St Benet's Kentish Town, the chancel pipe organ and its gallery.
St Benet’s Kentish Town, the chancel pipe organ and its gallery.

The church has a small, two-manual pipe organ sited in a gallery high above the north side of the chancel. In an earlier incarnation this instrument had been a house organ designed and built by the eminent London firm of Gray and Davidson, and exhibited at the Great Exhibition (1861). It was rebuilt and enlarged in 1933 by the far less eminent firm of Richards & Matthews of Finchley.  More …

In its elevated chancel position the organ’s primary function was to accompany the liturgical action in the chancel area, sung masses and the Daily Office. The instrument struggles to support worship in the nave. (See also …). Even in the chancel the separation of the organ and organist from those below is musically demanding.  In short, the pipe organ in St Benet’s was always a very limited liturgical organ and although still in situ it is now unplayable.

Thus, in around 2000 the parish purchased a large, brand new electronic (pipeless) instrument from Wyvern Organs; more … .

Built before the days of digital technology, the Wyvern instrument is nonetheless a joy to play, not only for the well-designed console and keyboard action but also for the quality of its sampled sound; money seems to have been well invested in a very high-quality speaker system.

The instrument’s specification is large by any standard and it really does sound very good in the building. The reed stops seem particularly effective. Most importantly this ‘new’ instrument is able to support the needs of parish worship in general and congregational singing in particular.

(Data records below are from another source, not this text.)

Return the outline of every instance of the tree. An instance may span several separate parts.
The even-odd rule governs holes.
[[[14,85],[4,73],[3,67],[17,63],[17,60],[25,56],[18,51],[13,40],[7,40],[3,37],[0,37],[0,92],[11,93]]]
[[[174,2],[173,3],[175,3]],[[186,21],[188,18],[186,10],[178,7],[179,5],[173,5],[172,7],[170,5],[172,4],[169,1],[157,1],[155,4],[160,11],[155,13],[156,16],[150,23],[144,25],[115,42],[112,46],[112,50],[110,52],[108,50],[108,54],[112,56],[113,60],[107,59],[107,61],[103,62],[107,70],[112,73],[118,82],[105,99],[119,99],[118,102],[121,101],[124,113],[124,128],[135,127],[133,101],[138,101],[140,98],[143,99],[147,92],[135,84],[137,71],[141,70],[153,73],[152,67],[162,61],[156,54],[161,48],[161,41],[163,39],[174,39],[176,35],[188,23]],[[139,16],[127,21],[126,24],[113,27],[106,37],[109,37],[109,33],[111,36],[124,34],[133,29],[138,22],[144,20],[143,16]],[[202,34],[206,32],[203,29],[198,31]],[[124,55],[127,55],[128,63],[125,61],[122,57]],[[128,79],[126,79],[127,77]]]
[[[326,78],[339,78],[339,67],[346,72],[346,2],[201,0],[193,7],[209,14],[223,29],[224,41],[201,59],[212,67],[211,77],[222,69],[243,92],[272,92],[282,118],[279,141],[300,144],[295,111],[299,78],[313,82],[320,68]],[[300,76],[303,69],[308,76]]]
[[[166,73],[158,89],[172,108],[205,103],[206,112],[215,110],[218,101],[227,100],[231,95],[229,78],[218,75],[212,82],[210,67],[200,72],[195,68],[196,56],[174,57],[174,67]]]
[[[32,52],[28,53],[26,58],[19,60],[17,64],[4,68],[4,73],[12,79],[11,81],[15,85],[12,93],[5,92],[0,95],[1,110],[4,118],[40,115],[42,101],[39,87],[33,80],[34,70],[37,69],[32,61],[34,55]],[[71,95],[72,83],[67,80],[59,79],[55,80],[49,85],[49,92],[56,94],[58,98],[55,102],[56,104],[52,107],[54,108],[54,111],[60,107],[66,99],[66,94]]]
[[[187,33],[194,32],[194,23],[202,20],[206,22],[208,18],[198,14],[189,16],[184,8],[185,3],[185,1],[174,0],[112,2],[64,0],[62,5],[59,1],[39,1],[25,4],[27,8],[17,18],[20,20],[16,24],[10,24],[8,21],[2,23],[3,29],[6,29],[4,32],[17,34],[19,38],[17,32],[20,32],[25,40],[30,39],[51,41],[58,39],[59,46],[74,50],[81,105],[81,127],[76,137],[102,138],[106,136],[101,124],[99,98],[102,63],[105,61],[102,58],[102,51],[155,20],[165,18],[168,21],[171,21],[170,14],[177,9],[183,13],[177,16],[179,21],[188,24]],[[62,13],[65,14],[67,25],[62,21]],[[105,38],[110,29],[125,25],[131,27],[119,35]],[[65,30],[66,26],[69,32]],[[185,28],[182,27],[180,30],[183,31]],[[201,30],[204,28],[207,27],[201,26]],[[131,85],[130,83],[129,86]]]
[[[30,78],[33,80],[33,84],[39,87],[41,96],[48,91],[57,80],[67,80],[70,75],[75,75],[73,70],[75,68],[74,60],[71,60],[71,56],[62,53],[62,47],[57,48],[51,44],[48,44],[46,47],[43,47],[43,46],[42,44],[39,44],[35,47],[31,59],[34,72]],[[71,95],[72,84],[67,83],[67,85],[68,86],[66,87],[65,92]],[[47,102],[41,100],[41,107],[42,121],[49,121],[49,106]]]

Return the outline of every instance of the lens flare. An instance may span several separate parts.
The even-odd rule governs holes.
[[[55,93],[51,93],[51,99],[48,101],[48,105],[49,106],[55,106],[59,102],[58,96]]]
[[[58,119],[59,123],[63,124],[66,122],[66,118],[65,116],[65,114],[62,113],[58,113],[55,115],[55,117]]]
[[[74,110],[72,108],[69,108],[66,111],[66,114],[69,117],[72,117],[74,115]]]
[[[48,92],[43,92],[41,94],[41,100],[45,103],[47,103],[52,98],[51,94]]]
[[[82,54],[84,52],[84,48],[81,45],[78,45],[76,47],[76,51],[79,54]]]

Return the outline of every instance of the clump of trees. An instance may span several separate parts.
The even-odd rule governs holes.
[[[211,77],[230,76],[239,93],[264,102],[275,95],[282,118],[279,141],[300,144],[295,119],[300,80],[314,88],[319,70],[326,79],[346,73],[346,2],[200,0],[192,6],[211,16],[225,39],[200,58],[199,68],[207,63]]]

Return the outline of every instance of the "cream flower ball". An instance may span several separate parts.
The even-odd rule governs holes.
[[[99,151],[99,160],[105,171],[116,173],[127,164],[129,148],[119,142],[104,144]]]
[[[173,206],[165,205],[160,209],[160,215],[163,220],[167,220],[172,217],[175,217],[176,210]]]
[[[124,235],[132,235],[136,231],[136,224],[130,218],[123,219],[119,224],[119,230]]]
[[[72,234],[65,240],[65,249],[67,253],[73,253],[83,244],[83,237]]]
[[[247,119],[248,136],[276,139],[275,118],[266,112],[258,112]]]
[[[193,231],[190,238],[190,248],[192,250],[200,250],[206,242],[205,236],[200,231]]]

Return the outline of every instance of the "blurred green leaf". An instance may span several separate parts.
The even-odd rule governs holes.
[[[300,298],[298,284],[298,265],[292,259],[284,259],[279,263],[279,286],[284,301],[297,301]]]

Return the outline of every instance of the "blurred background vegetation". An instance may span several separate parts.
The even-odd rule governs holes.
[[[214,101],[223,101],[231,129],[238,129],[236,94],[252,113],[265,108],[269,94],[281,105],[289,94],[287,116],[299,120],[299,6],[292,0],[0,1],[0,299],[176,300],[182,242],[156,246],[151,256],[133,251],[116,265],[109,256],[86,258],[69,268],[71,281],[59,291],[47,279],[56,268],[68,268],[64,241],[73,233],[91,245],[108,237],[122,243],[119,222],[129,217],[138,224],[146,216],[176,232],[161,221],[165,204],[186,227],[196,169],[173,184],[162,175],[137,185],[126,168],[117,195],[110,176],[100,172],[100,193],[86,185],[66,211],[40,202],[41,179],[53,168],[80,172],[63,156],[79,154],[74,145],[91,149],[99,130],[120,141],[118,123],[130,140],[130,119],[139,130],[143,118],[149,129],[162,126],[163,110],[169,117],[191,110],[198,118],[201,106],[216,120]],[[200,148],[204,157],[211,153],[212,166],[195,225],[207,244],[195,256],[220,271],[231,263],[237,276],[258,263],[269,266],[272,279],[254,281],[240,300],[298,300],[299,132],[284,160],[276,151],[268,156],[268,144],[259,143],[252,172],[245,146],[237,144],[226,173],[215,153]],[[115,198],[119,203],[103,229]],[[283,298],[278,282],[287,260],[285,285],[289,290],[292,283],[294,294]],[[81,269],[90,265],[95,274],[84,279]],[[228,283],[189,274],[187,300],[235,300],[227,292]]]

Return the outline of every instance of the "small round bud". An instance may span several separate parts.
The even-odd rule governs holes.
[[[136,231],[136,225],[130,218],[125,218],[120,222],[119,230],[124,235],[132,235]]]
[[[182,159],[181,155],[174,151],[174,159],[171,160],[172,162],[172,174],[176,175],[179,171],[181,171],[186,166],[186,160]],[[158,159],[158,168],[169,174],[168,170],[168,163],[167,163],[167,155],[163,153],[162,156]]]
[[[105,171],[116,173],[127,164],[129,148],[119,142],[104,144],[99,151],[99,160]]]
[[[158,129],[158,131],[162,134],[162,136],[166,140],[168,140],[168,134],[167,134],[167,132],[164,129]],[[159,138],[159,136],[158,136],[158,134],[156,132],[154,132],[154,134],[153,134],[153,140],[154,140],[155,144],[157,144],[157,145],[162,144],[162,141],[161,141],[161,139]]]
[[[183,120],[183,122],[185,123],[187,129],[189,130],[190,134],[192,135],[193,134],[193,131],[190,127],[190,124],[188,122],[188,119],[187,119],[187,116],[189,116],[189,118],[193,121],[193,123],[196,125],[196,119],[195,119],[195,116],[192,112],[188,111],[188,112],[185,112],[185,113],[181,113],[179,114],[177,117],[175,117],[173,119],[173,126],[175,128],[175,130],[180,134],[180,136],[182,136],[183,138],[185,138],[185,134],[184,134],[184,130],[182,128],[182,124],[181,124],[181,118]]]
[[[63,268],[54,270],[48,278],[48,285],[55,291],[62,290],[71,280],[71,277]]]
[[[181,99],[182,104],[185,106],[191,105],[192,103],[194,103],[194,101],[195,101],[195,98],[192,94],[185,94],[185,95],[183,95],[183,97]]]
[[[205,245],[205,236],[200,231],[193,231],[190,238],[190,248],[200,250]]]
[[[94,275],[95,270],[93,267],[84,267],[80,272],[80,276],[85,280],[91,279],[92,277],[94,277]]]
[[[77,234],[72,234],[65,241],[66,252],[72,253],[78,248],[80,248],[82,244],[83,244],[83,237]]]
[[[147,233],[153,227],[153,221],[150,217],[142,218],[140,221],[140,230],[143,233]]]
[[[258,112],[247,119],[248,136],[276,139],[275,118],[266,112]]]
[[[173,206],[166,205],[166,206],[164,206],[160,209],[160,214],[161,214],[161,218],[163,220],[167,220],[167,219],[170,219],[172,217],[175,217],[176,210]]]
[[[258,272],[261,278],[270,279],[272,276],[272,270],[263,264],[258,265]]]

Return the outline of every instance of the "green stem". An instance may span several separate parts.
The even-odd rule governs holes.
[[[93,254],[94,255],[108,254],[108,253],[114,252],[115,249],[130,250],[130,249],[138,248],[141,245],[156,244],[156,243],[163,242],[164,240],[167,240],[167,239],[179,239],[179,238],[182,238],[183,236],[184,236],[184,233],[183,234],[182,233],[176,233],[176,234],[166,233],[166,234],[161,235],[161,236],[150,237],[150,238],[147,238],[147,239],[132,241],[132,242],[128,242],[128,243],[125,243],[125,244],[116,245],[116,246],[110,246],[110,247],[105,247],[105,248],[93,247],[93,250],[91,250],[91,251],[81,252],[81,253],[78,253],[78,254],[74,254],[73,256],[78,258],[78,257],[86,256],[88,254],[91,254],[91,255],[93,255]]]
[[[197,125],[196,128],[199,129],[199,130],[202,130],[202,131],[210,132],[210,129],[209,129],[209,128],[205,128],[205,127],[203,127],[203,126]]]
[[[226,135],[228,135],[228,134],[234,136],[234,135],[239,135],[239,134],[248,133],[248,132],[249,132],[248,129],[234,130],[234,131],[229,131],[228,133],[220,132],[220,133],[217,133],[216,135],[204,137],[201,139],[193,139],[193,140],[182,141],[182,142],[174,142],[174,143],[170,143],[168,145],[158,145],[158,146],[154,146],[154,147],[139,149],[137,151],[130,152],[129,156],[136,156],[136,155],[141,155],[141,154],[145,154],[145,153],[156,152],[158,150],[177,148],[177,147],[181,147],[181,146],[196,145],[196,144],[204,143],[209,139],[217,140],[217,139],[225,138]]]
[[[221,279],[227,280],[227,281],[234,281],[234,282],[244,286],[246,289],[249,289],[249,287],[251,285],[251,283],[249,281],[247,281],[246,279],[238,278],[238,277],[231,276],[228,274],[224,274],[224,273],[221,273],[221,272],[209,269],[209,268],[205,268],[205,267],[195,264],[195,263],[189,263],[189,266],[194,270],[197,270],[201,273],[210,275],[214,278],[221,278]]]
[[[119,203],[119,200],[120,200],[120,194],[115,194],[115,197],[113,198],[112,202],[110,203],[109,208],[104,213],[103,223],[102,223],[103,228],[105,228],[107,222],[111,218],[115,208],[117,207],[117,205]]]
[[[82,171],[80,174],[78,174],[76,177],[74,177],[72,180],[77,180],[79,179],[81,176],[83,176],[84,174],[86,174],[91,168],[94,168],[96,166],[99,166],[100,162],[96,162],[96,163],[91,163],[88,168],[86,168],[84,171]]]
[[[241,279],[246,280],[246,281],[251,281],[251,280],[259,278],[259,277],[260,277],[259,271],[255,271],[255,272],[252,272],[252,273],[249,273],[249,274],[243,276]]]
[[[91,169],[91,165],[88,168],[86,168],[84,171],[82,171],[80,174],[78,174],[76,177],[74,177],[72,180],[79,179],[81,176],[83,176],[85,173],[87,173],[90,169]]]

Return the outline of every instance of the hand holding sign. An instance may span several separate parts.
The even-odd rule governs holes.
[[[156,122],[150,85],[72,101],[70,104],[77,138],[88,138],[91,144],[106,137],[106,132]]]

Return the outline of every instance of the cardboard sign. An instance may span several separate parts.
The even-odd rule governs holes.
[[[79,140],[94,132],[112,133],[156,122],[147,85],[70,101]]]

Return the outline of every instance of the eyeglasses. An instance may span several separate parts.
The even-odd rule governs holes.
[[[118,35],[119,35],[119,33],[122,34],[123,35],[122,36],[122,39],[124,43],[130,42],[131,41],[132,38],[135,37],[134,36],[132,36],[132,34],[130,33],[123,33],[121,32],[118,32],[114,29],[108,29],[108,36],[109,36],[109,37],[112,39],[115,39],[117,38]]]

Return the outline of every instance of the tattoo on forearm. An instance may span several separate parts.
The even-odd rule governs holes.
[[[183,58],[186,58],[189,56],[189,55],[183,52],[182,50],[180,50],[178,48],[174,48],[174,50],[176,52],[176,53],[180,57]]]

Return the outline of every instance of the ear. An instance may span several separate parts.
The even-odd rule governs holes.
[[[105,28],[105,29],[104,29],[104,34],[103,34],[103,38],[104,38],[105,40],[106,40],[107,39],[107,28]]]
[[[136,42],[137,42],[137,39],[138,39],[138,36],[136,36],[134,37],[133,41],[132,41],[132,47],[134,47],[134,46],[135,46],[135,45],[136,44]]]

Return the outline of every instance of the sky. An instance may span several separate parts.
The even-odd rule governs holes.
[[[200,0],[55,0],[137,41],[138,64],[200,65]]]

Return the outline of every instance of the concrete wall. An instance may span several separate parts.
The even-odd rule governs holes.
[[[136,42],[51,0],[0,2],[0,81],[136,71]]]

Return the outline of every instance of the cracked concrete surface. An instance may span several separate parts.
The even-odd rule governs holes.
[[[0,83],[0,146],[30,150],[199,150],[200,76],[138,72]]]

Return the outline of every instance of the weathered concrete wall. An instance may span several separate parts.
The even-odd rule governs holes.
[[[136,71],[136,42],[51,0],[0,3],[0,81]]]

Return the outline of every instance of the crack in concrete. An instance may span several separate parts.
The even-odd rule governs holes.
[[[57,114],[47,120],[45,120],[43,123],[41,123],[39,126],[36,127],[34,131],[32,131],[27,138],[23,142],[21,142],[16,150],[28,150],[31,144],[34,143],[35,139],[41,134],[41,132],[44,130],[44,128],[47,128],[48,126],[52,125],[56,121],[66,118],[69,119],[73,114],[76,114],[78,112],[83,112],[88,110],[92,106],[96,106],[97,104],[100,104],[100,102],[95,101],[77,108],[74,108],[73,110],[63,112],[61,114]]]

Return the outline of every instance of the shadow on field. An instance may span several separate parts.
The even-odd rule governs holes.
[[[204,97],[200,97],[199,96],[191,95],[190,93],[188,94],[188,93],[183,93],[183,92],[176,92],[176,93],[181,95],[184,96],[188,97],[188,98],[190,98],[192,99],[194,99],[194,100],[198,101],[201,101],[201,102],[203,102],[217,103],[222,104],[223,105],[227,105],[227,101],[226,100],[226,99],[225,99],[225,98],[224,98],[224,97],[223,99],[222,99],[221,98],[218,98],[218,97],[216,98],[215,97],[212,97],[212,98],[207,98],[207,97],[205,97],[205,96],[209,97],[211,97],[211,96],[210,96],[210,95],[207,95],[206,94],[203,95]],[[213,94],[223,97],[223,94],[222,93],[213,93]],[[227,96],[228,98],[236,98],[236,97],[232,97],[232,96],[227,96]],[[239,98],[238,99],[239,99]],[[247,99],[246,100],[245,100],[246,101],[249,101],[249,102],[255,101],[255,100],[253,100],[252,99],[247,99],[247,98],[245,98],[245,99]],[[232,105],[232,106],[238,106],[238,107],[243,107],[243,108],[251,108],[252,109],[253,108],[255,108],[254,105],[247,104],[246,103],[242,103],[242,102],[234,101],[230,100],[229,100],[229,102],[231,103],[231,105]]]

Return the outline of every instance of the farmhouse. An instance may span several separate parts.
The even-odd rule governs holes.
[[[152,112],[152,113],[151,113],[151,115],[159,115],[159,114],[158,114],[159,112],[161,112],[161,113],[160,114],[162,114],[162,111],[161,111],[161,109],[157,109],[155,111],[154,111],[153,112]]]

The folk of St Benet’s do sing well.

A small confession here is that on my first visit I was a bit disappointed to find  only an electric, pipeless instrument to play on, even though I knew the pipe organ here to be no masterpiece. You see, I had played it before, some 30 years or so ago and rather enjoyed it …  not so much for the instrument but for the crows-nest position of the organist!

But this rather splendid electric, pipeless machine has won me over to the potential of the pipeless organ.

Trivia/l point: according to Rev’d Dr Peter Anthony, the priest in charge, the large crucifix above the high altar was originally part of the set decoration for the 1964 film ‘Becket’.